In order to better capture drilling activity in several onshore U.S. regions, our STEO now makes use of multiple drilling productivity metrics. The number of active rigs is the first in a sequence of metrics that affects regional production; currently more rigs are active in the Permian region than in the rest of the Lower 48 states combined. We also capture and report the number of new wells that those rigs have drilled each month.
Drilled but uncompleted wells (DUCs) have been drilled but have not yet undergone well completion activities to start producing hydrocarbons. The well completion process involves casing, cementing, perforating, hydraulic fracturing, and other procedures required to produce crude oil or natural gas. Ultimately, when these wells are completed, they begin producing crude oil, natural gas, or both.
Producers make decisions on drilling and completion operations based on market conditions, prices, and infrastructure. A downward trend in the DUC count means producers are completing more wells than they are drilling.
The metric we use for production from new wells is the first full month of production from each completed well. Aggregate production from new wells depends on both the number of wells completed and those wells’ initial production rates.
We also measure how production is changing from existing wells, which we define as wells that have been producing for more than one month. Wells usually produce at their highest rate when they first start producing and pressure in the reservoir is high. As oil and natural gas are produced, the pressure in the reservoir falls, and production from the well declines. We monitor and forecast the monthly difference in aggregate production of existing wells and update our model as more accurate data become available.
We use these drilling metrics, combined with production trends, to provide insights into how different basins are performing relative to one another based on ratios derived from the reported data series. We base our analysis of productivity and efficiency across various oil- and natural gas-producing regions on the insights we develop comparing these ratios by basin. For example, the decline in the number of DUC wells is less pronounced in the Permian region compared with the rest of the Lower 48 states. This trend suggests that as wells are completed in the Permian (removed from the DUC inventory), new wells are being drilled (added to the DUC inventory) at a faster pace than in other regions.
Well productivity is contributing to Permian production gains
U.S. crude oil and natural gas production has been increasing despite a decline in the number of active rigs since late 2022. Since early 2023, the Permian region has had more active rigs than the rest of the Lower 48 states and has continued to complete hundreds of wells (or prepare them for production) each month.

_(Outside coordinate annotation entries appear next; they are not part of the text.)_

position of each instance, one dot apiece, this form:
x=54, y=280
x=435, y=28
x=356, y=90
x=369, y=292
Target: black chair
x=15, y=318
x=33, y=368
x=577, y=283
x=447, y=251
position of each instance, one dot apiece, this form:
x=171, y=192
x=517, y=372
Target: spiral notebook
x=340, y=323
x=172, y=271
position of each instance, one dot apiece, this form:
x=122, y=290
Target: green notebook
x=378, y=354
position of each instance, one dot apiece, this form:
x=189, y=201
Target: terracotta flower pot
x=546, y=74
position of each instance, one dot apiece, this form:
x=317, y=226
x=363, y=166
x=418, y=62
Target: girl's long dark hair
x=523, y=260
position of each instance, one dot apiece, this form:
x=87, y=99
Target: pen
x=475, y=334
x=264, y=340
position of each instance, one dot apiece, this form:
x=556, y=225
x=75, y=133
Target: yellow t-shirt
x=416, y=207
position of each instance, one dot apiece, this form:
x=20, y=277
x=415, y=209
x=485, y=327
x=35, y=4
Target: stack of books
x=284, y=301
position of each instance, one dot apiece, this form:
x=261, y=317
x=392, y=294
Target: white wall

In the Permian, increased rates of production from new completions are offsetting existing wells’ production declines and leading to higher crude oil and natural gas output. These productivity increases indicate significant efficiency gains and technological advancements in the drilling and completion process.
As of July 2024, newly completed wells in the Permian were producing an average of 433,000 b/d in their first full month. Natural gas production from new Permian wells in July 2024 averaged 780 million cubic feet per day. This new well production is more than offsetting the declines in production from existing wells.
Growing well productivity suggests that operators in the Permian are successfully implementing more advanced drilling and completion techniques, including longer lateral lengths, optimized well spacing, and enhanced fracturing designs.
We forecast that crude oil production in the Permian region will increase by 430,000 b/d from 2023 to 6.3 million b/d in 2024 and 6.6 million b/d in 2025, partly due to drilling productivity improvements.
Similarly, we forecast that marketed natural gas production in the Permian region will rise by 1.9 Bcf/d in 2024 and by 1.0 Bcf/d in 2025 to average 25.8 Bcf/d in 2025. Most of the natural gas production in the Permian is associated natural gas and comes from oil-directed wells. We expect crude oil prices will remain sufficiently high to support growth in crude oil production and associated natural gas production in the region.
New pipeline capacity is delivering Permian production to demand centers
In previous years, rapid growth in crude oil and natural gas production in the Permian region was temporarily constrained by the ability to move that production out of the region. Based on several projects currently under development, we expect that new pipeline capacity will deliver crude oil and natural gas from the Permian region to demand centers and alleviate transportation constraints. Enbridge announced that it is increasing Permian takeaway capacity by expanding its Gray Oak pipeline by 120,000 b/d before the end of 2025.
Similarly, new natural gas pipelines are soon coming online: the 580-mile Matterhorn Express Pipeline, which is expected to enter service in the third quarter of 2024, will be able to transport up to 2.5 Bcf/d of natural gas from the Waha Hub in West Texas to Katy, Texas. The pipeline will receive natural gas from upstream Permian Basin connections and from direct connections at processing facilities in the Midland Basin before connecting to the Agua Blanca Pipeline.